La Bibliothèque de Babel
By this art you may
contemplate the variation of the 23 letters…
The
anatomy of melancholia
Part 2, sect. II, mem. IV.
L’univers
(que d’autre appellent la Bibliothèque) se compose d’un nombre indéfini, et
peut-être infini, de galeries hexagonales, avec au centre de vastes puits
d’aération bordés par des balustrades très basses. De chacun de ces hexagones
on aperçoit les étages inférieurs et supérieurs, interminablement. La distribution
des galeries est invariable. Vingt longues étagères, à raison de cinq par coté,
couvrent tous les murs moins deux ; leur hauteur, qui est celle des étages
eux-mêmes, ne dépasse guère la hauteur d’un bibliothécaire normalement
constitué. Chacun des pans libres donne sur un couloir étroit, lequel débouche
sur une autre galerie, identique à la première et à toutes. A droite et à
gauche du couloir il y a deux cabinets minuscules.
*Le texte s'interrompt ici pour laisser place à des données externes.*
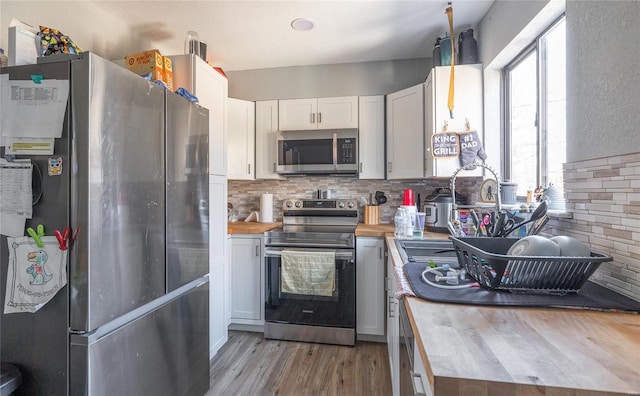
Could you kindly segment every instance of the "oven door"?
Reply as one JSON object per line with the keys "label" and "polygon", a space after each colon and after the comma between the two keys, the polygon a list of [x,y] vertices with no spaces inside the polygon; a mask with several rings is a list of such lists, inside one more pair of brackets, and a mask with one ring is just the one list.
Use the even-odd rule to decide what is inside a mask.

L’un permet de dormir
debout ; l’autre de satisfaire des besoins fécaux. A proximité passe
l’escalier en colimaçon, qui s’abîme et s’élève à perte de vue. Dans le couloir
il y a une glace, qui double fidèlement les apparences. Les hommes en tirent
conclusion que la bibliothèque n’est pas infinie ; si elle l’était réellement,
à quoi bon cette duplication illusoire ? Pour ma
part, je préfère rêver que ces surfaces polies sont là pour figurer l’infini et
pour le promettre… Des sortes de fruits sphériques appelés lampes assurent l’éclairage. Au nombre de deux par hexagone et placés
transversalement, ces globes émettent une lumière insuffisante, incessante.
Comme
tous les hommes de la bibliothèque, j’ai voyagé dans ma jeunesse ; j’ai
effectué des pèlerinages à la recherche d’un livre et peut-être du catalogue
des catalogues ; maintenant que mes yeux sont à peine capables de
déchiffrer ce que j’écris, je me prépare à mourir à quelques courtes lieues de
l’hexagone où je naquis. Mort, il ne manquera pas de mains pieuses pour me
jeter au dessus de la balustrade : mon tombeau sera l’air
insondable ; mon corps s’enfoncera longuement, se corrompra, de dissoudra
dans le vent engendré par la chute, qui est infinie. Car j’affirme que la
bibliothèque est interminable. Pour les idéalistes, les salles hexagonales sont
une forme nécessaire de l’espace absolu, ou du moins de notre intuition de
l’espace ; ils estiment qu’une salle triangulaire ou pentagonale serait
inconcevable. Quant aux mystiques, ils prétendent que l’extase leur révèle une
chambre circulaire avec un grand livre également circulaire à dos continu, qui
fait le tour complet des murs ; mais leur témoignage est suspect, leurs
paroles obscures : ce livre cyclique, c’est Dieu… Qu’il me suffise, pour
le moment, de redire la sentence classique : la bibliothèque est une sphère dont le centre véritable est un hexagone
quelconque, et dont la circonférence est inaccessible.
Chacun
des murs de chaque hexagone porte cinq étagères ; chaque étagère comprend
trente deux livres, tous de même format ; chaque livre a
quatre cent dix pages ; chaque page, quarante lignes, et chaque ligne,
environ quatre-vingts caractères noirs. Il y a aussi des lettres au dos de
chaque livre ; ces lettres n’indiquent ni ne préfigurent ce que diront les
pages : incohérence, qui je le sais, a parfois paru mystérieuse. Avant de
résumer la solution (dont la découverte, malgré ses tragiques projections, est
peut-être le fait capital de l’histoire) je veux rappeler quelques axiomes.
Premier
axiome : la Bibliothèque existe ab aeterno. De cette vérité dont le corollaire immédiat
est l’éternité future du monde, aucun esprit raisonnable ne peut douter. Il se
peut que l’homme, que l’imparfait bibliothécaire, soit l’œuvre du hasard ou de
démiurges malveillants ; l’univers, avec son élégante provision
d’étagères, de tomes énigmatiques, d’infatigables escaliers pour le voyageur et
de latrines pour le bibliothécaire assis, ne peut être que l’œuvre d’un dieu.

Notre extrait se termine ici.